= Secure Electronic Delivery =

Secure Electronic Delivery (SED) is a service created in 2003 and provided by the British Library Document Supply Service (BLDSS). Its purpose is to enable faster delivery of digital materials as encrypted, copyright-compliant PDF Documents, to a personal e-mail address. These documents are supplied from the British Library via its On Demand service. When the British Library supplies articles electronically, it sends them securely in order to ensure its usage is permitted (research purposes) and copyright law is observed.

==Methods==
As the publishing industry, authors and creators become highly protective of their assets and intellectual property, they impose strict rules on delivery methods to prevent copyright infringement.

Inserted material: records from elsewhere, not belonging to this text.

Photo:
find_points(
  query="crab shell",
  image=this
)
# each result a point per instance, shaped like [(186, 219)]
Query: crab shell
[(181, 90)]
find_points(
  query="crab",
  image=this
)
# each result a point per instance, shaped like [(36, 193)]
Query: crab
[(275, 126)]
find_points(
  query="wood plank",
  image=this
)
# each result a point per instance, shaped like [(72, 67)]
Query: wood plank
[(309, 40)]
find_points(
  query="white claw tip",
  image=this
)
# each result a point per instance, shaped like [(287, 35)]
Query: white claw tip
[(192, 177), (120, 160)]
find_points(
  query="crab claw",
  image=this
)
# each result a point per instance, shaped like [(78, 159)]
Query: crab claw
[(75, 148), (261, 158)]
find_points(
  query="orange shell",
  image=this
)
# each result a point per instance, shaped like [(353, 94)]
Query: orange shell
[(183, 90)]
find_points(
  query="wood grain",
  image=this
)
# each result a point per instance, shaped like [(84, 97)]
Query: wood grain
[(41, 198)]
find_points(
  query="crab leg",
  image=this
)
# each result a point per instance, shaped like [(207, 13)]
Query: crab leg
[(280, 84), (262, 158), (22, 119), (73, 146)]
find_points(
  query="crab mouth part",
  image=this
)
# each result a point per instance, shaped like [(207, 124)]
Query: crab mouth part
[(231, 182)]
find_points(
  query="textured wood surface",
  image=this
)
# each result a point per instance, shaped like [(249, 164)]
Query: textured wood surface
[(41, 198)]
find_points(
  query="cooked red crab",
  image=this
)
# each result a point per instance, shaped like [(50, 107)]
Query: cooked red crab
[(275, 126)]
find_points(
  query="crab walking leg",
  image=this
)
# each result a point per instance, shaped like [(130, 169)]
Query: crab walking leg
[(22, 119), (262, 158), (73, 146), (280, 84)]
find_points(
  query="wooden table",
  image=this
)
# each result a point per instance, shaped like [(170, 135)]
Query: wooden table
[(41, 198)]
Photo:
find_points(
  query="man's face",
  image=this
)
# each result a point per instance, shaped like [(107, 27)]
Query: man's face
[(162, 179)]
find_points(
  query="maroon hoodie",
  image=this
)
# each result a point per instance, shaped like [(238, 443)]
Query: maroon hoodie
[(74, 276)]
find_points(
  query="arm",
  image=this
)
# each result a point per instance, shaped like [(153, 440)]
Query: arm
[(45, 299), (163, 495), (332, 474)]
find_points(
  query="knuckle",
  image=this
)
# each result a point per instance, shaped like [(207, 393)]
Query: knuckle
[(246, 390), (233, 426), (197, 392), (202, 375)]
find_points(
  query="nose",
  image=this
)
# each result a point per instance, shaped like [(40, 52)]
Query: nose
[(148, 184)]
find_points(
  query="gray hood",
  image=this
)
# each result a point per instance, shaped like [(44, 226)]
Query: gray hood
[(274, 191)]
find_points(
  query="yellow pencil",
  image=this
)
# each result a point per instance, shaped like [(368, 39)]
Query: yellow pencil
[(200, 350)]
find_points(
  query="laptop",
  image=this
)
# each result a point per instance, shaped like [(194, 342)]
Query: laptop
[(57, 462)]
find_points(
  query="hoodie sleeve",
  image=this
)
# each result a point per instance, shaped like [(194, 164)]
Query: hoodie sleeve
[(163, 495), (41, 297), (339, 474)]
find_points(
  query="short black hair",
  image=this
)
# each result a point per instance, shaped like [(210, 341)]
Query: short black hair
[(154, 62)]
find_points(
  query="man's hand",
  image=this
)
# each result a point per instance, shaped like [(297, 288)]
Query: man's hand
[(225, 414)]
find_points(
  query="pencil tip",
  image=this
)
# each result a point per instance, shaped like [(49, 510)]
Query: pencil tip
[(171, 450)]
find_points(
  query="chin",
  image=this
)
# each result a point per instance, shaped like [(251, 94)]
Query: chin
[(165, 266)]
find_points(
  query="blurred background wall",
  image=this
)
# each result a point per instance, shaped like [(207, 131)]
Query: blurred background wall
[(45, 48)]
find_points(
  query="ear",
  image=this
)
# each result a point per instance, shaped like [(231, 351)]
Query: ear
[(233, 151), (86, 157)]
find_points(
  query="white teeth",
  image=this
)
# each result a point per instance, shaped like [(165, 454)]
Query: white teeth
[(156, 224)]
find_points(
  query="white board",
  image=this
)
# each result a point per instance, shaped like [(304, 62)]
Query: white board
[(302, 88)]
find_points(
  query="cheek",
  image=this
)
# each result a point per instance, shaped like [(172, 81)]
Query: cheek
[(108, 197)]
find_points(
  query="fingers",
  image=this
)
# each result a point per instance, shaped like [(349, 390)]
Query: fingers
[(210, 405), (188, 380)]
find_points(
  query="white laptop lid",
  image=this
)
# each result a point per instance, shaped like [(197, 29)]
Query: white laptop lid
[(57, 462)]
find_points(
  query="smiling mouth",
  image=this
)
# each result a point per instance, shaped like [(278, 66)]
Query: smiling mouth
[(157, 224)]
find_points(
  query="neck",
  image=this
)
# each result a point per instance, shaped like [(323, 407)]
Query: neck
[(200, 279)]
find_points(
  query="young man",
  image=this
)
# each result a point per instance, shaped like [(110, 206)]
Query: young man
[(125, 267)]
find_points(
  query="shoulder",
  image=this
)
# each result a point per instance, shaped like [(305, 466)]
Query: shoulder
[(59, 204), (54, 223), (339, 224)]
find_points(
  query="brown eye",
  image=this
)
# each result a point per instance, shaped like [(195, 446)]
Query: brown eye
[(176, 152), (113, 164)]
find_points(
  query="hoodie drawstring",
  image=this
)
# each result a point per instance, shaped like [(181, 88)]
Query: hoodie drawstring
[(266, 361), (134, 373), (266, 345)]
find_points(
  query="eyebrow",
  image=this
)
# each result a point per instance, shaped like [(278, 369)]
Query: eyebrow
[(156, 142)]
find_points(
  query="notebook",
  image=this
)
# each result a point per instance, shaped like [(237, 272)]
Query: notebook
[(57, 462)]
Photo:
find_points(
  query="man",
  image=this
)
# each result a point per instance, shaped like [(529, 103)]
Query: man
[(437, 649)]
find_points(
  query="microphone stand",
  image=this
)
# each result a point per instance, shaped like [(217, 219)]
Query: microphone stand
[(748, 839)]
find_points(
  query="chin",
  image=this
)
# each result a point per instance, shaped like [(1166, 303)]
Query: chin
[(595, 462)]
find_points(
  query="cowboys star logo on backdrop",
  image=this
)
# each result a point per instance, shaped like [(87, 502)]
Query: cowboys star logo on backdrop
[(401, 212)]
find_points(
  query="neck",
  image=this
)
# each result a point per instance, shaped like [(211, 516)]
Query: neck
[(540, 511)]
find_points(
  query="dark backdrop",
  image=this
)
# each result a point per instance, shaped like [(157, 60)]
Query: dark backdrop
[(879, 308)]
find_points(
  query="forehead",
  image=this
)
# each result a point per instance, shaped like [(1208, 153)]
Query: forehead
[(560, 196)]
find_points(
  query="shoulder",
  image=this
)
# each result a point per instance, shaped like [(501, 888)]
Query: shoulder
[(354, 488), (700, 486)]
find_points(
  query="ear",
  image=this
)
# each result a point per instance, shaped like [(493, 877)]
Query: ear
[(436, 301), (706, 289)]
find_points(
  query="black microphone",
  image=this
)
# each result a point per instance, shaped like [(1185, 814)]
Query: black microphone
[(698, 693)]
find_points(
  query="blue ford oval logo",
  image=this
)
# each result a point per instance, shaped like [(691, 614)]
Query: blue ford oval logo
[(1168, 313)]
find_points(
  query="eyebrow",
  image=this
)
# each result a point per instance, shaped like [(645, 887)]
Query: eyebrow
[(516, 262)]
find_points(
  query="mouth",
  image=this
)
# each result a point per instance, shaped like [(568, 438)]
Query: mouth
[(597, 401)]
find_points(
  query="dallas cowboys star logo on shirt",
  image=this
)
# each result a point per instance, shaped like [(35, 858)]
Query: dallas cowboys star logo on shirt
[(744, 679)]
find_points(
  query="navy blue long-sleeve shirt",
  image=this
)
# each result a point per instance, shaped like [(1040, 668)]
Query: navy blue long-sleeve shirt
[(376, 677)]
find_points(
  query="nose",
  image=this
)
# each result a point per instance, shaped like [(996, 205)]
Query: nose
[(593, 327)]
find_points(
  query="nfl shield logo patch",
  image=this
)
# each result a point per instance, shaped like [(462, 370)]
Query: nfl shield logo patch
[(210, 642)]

Nowadays, DRM-enabled secure delivery appears to be the most widely used solution to address issues faced by libraries in supplying ebooks and digital materials to their users. SED, one of these solutions, is using Adobe LiveCycle Digital Rights Management (LCDRM) as an encryption method to deliver documents.

==Advantages==
SED offers convenience, quality and speed as documents are delivered upon request at any location and on any device. Requested articles are scanned for high quality reproduction, opened anywhere on any machine, including mobile devices.

== Restrictions==
The following are restrictions hold in a SED service implementation:
- The digital material is accessible only for 14 days via a link sent to a personal message.
- Due to copyright reasons, the material can be opened only once, saved for 14 days and does not allow a copy-paste action.
- Upon display, the material must be printed from the same device and reprinted only once.
- The On Demand encryption technology works best on the default Safari browser although other browsers may accommodate it.